It’s 2020, 4AM.
I’m in the kitchen, cutting up a peach.
I have to tell you about this peach. If you follow me on Instagram, you already know about it, because this peach was so picture-perfect that when I brought it home from the fruit stand on Granny White Pike I went out to my backyard and took a glamour shot of it in the afternoon light. I had an art teacher in college who thought the greatest sin an artist could commit was rendering something too perfect. She hated preciousness, clean lines, happy colors. “Don’t give me something beautiful,” she would say, “give me something real.” Sometimes she would grab the paintbrush from my hand and smear it through my still life, leaving a gash of muddy brown through the paisley napkin I’d been replicating in painstaking detail. “Mess it up,” she’d command. She’d make me paint with my left hand. She’d turn near-finished canvases upside down and say, “Finish it like that.”
If I painted this peach, she would have said, “Don’t insult me, Winona. This isn’t what the peach actually looks like. This is what you think a peach is supposed to look like.” But in this case she would be wrong, because this peach really was perfect: bright orange with rosy cheeks and two green leaves twisting gracefully out from the stem.

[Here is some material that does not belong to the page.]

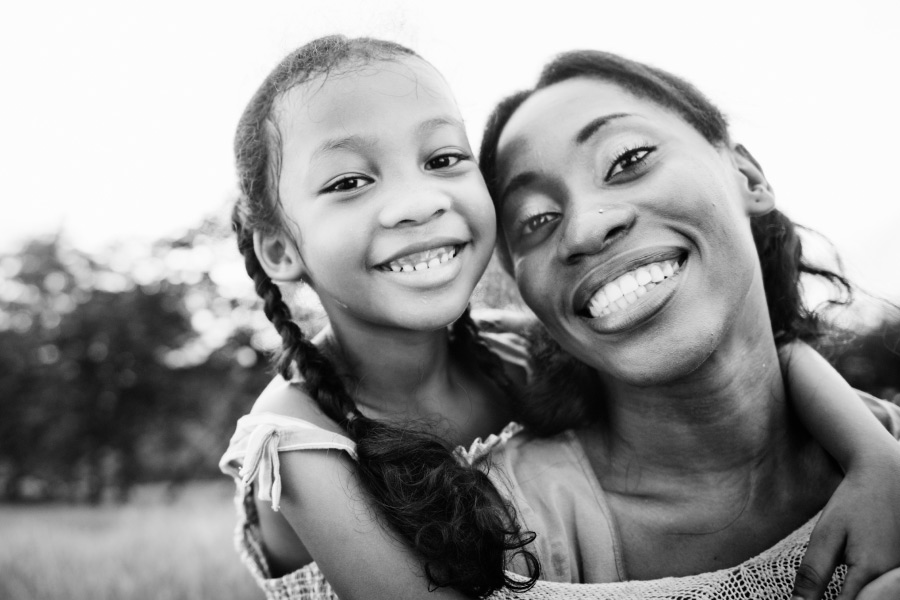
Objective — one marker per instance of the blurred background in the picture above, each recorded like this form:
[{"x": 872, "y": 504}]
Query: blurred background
[{"x": 130, "y": 337}]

Now I’m chopping it up, and doing a fairly terrible job of it too, owing partly to the fact that I’m running on three hours sleep and mostly to the fact that I have terrible knife skills. (Yesterday I asked Nick if he would hire me to the work in the kitchen of the restaurant he’s going to open someday, and his answer was a very tactful version of “Maybe if I was really desperate.”) I scoop up the ragged slices of my mangled, beautiful peach and drop them into the creamed butter. I combine the cinnamon and sugar in a small bowl and mix them together.
I’m in the kitchen right now, pre-dawn, because I couldn’t sleep. The frayed hem of a worry got caught in the escalator of my mind and pretty soon I was staring wide-eyed at the ceiling of my bedroom, mind racing with thoughts of diseases, racism, economic ruin, political turmoil, environmental destruction, civil war — all the greatest hits of anxious inner monologues and the crushing reality of life in 2020.
My mom is an anxious flyer. Once she told me, “Flying wouldn’t be so bad if I didn’t have to work so hard to keep the plane in the air.” That’s me, right now. My worries are a plane with no pilot. My fears are glass plates spinning on long poles. Don’t let it crash. Don’t let them fall.
I try everything to calm myself: breathing exercises, meditation, visualizing a calm meadow with happy deer frolicking among wildflowers. Nothing breaks through the waves of worst case scenarios, until suddenly my mind clears except for one image: the perfect peach. And one thought — a fact, really:
I am going to make a peach cake.
I get out of bed and go to the kitchen, turning on the light and tying an apron around my waist.
While I measure the flour and sugar, I put on a podcast: an interview with the poet and writer Ocean Vuong. He is talking about how American textbooks dedicate multiple chapters to George Washington — what he ate, what kind of teeth he had, what kind of tree he chopped down. “And by the way,” Ocean says, “if somebody chops down a fruit tree, that’s a red flag for me.”
The audience laughs, and I do too.
I swirl the cinnamon sugar through the batter, thinking about how you can’t make a peach cake without a peach tree, and soil and water and sunlight, and somebody who took the time to tend to the earth, and pick the peach, and drive it to the fruit stand. I’m just so glad nobody chopped down this tree.
Worry has always come easy to me, but so has gratitude. I always get a little confused when people talk about listing five things they’re grateful for at the end of the day, or keeping a gratitude journal, because for me, gratitude is a constant state of being. It’s right at the surface, all the time. When I experience something beautiful — a sunset, a rose, a song, a peach — my first thought is often, “Thank you.” And that’s what I’m thinking now, as I sprinkle the top of my cake with the last stringy, uneven chunks of perfect peach.
Thank you for this peach and this kitchen. Thank you for the voice of a poet speaking truth about a violent, complicated country. Thank you for flour and sugar and eggs. Thank you for the sunrise.
I look at the picture of the peach cake in the cookbook, then back to my version. “Not beautiful,” I think, “but real.”